La proposition américain a également été saluée par François Bayrou, Haut-commissaire au Plan et président du MoDem. Sur France Inter, ce jeudi, il a déclaré qu'il trouverait cette levée des brevets "très bien pourvu que le vaccin en question soit efficace et garanti". "Je trouverais ça très bien, mais naturellement, il faudra indemniser les laboratoires de recherche", a-t-il ajouté.

Angela Merkel en désaccord

De son côté, Angela Merkel a exprimé de fortes réserves à l'égard de la proposition soutenue par les Etats-Unis.
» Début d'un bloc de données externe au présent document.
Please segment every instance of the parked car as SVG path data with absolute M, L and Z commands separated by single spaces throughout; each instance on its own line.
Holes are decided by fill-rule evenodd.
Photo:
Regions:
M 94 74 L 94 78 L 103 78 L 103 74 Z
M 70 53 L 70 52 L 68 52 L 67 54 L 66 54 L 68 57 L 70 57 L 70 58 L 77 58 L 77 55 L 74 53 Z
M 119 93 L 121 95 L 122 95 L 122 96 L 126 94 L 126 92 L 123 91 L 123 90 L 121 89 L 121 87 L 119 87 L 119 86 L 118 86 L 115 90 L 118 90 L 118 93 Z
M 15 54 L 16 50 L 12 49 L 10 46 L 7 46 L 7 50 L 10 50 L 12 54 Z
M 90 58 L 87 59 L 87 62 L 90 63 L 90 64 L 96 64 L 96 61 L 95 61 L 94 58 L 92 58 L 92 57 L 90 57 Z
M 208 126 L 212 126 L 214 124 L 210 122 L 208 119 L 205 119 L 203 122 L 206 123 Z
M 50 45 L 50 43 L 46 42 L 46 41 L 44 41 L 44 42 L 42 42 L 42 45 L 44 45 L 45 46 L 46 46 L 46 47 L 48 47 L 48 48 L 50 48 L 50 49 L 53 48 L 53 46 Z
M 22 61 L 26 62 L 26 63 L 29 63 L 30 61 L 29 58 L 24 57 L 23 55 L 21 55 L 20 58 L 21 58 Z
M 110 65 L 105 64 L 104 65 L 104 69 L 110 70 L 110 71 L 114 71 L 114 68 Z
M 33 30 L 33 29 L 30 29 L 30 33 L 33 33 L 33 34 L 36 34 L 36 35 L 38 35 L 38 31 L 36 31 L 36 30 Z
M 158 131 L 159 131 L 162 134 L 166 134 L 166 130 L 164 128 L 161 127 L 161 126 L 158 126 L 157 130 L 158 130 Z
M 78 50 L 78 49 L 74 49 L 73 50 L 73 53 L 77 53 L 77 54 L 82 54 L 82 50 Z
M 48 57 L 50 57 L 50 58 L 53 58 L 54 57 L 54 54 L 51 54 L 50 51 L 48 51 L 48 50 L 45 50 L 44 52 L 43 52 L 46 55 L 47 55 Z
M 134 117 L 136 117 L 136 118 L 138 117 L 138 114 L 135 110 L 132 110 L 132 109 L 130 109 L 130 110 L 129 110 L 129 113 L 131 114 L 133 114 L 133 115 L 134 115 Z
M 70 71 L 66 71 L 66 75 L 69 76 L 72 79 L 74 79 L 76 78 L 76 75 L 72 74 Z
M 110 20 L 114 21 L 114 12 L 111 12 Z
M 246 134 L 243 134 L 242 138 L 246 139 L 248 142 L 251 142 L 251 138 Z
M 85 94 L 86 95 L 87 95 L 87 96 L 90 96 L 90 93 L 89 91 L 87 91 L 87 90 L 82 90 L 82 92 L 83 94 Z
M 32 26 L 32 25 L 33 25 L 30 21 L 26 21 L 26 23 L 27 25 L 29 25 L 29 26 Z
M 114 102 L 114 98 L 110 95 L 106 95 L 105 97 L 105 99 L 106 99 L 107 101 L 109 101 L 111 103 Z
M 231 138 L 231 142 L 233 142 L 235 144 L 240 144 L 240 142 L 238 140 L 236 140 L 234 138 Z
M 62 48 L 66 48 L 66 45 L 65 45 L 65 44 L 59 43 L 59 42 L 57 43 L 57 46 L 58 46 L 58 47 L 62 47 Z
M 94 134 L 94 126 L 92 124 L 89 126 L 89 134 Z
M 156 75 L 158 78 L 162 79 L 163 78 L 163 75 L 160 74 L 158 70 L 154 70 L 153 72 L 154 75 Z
La chancelière allemande estime que les brevets des vaccins devraient au contraire continuer à être "protégés". Une porte-parole du gouvernement allemand a déclaré dans un communiqué : "La protection de la propriété intellectuelle est la source de l'innovation et doit continuer à l'avenir à le rester". Rejoignant la position du laboratoire BioNTech, la porte-parole estime que ce sont "les capacité de production et les exigences élevées de qualités" qui limitent la fabrication des vaccins, "pas les brevets". L'Allemagne plaide plutôt pour une aide renforcée aux pays en développement, afin de les aider à accéder aux vaccins.